3. la mise en place de groupes de travail pour réfléchir collectivement sur des thématiques précises au sein de toute la filière agroalimentaire; que ce soit des projets de financement à la massification de produits locaux pour la restauration collective.
“Nous sommes convaincus que la transition alimentaire va se faire dans les territoires, par les acteurs du territoire.”

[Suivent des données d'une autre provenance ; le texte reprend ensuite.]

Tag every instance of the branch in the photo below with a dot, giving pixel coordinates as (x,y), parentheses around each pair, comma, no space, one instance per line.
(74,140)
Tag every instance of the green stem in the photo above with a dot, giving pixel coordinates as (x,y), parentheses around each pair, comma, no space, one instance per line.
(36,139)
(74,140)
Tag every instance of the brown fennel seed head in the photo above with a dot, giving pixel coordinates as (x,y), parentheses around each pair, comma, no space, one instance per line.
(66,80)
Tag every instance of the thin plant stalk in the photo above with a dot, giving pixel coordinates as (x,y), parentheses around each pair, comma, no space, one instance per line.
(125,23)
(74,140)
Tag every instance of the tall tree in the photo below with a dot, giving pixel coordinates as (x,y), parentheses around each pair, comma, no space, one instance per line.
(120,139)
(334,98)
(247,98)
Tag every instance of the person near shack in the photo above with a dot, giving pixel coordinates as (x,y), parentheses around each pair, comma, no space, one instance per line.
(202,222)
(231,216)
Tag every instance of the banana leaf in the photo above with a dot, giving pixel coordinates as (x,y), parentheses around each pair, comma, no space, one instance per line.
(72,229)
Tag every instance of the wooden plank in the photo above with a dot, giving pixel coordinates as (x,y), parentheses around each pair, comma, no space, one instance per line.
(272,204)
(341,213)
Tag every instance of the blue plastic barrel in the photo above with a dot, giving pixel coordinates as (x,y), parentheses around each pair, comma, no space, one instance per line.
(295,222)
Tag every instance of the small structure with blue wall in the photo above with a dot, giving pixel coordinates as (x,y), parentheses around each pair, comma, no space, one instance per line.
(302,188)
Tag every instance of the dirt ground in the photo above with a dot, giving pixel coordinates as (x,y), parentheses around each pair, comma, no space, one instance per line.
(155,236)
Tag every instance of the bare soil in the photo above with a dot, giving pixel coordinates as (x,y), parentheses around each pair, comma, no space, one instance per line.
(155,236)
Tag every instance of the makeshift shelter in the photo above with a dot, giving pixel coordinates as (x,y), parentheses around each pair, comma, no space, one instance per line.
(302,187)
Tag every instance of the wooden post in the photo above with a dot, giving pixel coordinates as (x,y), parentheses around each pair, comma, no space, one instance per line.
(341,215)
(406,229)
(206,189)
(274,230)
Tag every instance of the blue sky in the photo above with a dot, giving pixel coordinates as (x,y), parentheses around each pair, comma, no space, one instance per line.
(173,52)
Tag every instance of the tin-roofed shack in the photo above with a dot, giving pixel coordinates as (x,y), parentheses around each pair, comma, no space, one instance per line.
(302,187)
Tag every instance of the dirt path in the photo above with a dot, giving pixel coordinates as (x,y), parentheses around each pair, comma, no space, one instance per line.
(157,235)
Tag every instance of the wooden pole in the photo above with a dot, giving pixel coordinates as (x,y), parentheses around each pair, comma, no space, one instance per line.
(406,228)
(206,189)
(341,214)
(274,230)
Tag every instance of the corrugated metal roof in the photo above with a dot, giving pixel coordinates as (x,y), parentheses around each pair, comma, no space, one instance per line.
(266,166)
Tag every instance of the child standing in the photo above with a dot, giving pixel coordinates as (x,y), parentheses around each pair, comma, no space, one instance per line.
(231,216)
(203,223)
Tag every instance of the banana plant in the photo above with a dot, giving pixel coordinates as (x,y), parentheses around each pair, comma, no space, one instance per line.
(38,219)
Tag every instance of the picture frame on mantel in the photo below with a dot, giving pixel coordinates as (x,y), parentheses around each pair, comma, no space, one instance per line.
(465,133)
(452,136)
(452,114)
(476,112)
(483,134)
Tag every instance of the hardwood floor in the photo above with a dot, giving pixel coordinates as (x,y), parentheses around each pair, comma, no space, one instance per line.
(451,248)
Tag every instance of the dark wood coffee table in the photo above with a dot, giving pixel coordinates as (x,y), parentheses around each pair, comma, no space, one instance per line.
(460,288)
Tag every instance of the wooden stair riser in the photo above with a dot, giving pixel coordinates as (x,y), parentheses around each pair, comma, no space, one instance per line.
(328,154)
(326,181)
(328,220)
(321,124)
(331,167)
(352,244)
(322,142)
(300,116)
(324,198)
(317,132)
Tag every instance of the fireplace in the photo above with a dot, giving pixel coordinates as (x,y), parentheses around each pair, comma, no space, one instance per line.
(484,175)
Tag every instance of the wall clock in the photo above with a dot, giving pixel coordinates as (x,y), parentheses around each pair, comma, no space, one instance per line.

Pour 2022, le CNRA lance deux chantiers prioritaires :
- Un mode d’emploi de la résilience alimentaire des territoires pour guider les décideurs vers la mise en place efficace des solutions, avec AFNOR Normalisation
- Une plateforme digitale de mise en relation des offres et des demandes des territoires en termes de résilience alimentaire, avec MAKE.org
Quels sont les freins à une meilleure Résilience Alimentaire ?
On peut parler ici des 7 pêchés territoriaux :
- l’ignorance, qu’elle soit passive ou active, nous ne changeons pas nos habitudes,
- la technologie, qui ne peut pas répondre à toutes les problématiques mais constitue une solution innovante intéressante,
- le cloisonnement, qui nous fait réfléchir de manière monospécifique,
- la perfidie, c’est-à-dire la mise en place d’actions pour ralentir le changement,
- l’agitation, où une stratégie transversale n’est pas établie,
- l’irresponsabilité avec le manque d’analyses collectives, du contexte et de ses enjeux.
A l’échelle nationale, de nombreux départements ont une production alimentaire insuffisante pour couvrir leurs besoins. Cette carte représente la part des besoins des territoires qui pourrait en théorie être couverte par leur propre production. Elle révèle la fragilité des territoires densément peuplés face aux ruptures d’approvisionnement (Source : CRATer, 2021)
Comment faire pour s’engager avec le CNRA ?
Aujourd’hui, 60 membres ont rejoint le mouvement, provenant des différents secteurs, de la production à la distribution.